After playing with our friends all day, we’d go home and talk to them on the phone all night. Our mothers and fathers would interrupt us constantly, telling us to get off the phone, that it was bedtime. And constantly, we would ignore them because there was still so much to say to this person we had just spent all day with.
Holidays were spent at the beach. Four weeks in a caravan and canvas annexe. BBQ each night for dinner, spotlight in the trees at night, days of swimming and tobogganing on the sand dunes. Pure heaven. Pure freedom.
We would tape songs off the radio on our cassette players because we didn’t have the money to buy a song from a record store. Music came on flat black vinyl discs that were played with a diamond stylus. My mum’s copies of Hot August Night and American Pie were the soundtrack to my childhood. I still know all the words.
Dinner was meat and three veg, tuna casserole and rice or curried sausages. Dessert was tinned fruit and plain vanilla ice cream. Lunch was a cheese sandwich that sat in our bags for hours, in hot, humid school corridors. Ethnic kids had salami sandwiches. No fridges. No one ever got food poisoning.
A plain icy-pole cost five cents. Lollies were displayed in specially made glass cases in milk bars. We took our time in choosing exactly which lolly, and how many of each, we wanted in our bag of mixed lollies because it was a hugely important decision. Twenty cents was a fortune. Fifty cents practically made you a billionaire. A crisp white bag of sugary treats was move valuable than diamonds.

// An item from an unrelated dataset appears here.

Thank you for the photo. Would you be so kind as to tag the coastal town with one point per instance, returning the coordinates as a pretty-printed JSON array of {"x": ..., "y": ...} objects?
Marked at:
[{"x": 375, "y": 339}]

The shops closed at midday on Saturday and didn’t reopen until nine on Monday morning. We never ran out of bread or milk and didn’t panic buy simply because the shops were closed for a day and a half. Car parks made great racing tracks for our bikes. We would pretend we were adults, driving cars and parking our bikes in the middle of empty car parks.
I wish I could take my kids back to my own childhood, just to share with them the pure magic of having been a seventies kid. The freedom that they don’t have now. To show them that life does not revolve around ipads, tablets, laptops and mobile phones would be heaven. To see them fall into a hot shower each night to hose off their dirt and sweat covered skin, to ravenously throw dinner down their necks and collapse into their pillow each night out of pure exhaustion and happiness, would be wonderful.
They ask me about the ‘olden days’ occasionally and shake their head when I tell them what it was like. No internet. No computers. No mobile phones. No international school camps. For all the convenience and promise the kids have now, I wouldn’t swap a thing. I love my seventies childhood, and feel extraordinarily blessed to have these memories.